Interpretive Summary: Peanut, a subtropical pulse or oil crop, has been widely grown under various climatic conditions in Africa, Asia, and North and South America. Yield of peanut, similar to other crops, is the net result of photosynthesis, a process by which green leaves absorb carbon dioxide (CO2) from the air to make the basic compounds required for plant growth and development. Photosynthesis is greatly influenced by environmental factors. Assessment of the regulatory mechanisms of peanut photosynthesis in response to future global climate changes is, however, limited. In this study, by USDA, ARS, scientists at the Center for Medical, Agricultural, and Veterinary Entomology in Gainesville, FL, peanut was grown season-long under ambient or twice-ambient CO2, and at near ambient and 6C above ambient temperatures, to assess leaf photosynthesis with rising air temperature at high CO2. The results indicate that peanut plants grown at twice-ambient CO2 acclimated and exceeded their ambient-CO2 counterparts at both growth temperatures in most aspects of leaf photosynthesis, including CO2 uptake rates, water-use efficiency and accumulation of carbohydrates. Thus, in the absence of other stresses, peanut should perform well photosynthetically under rising CO2 and temperature conditions as predicted for this century.

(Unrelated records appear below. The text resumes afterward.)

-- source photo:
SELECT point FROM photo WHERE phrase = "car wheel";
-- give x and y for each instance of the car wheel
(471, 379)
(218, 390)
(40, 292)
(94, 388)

Technical Abstract: Peanut was grown for under 360 and 720 ppm CO2 and at 1.5 and 6C above ambient temperature to characterize leaf photosynthesis response to high CO2 and temperature, and to test if leaf photosynthetic capacity, in terms of Rubisco activity and protein content, was down-regulated at high CO2. Leaves of plants grown at high CO2 had higher photosynthetic rate (Pn), lower transpiration and conductance, higher water-use efficiency and lower Pn response curve initial slope, compared to those of plants grown at ambient CO2. Both activity and protein content of Rubisco were reduced at high CO2. Declines in Rubisco under high CO2 were up to 30% for activity and 20% for protein content. Although Rubisco was down-regulated at high CO2, Rubisco photosynthetic efficiency, the ratio of midday Pn to Rubisco activity, of the high-CO2 plants was 1.3- to 1.9-fold greater than that of the ambient-CO2 plants at both growth temperatures. Leaf soluble sugars and starch of plants grown at high CO2 were 1.3- to 2-fold higher than those of plants grown at ambient CO2. Leaf soluble sugars and starch were not affected by high temperature under elevated CO2, but were reduced at ambient CO2. Thus, in the absence of other stresses, peanut photosynthesis would perform well under rising atmospheric CO2 and temperature as predicted for this century.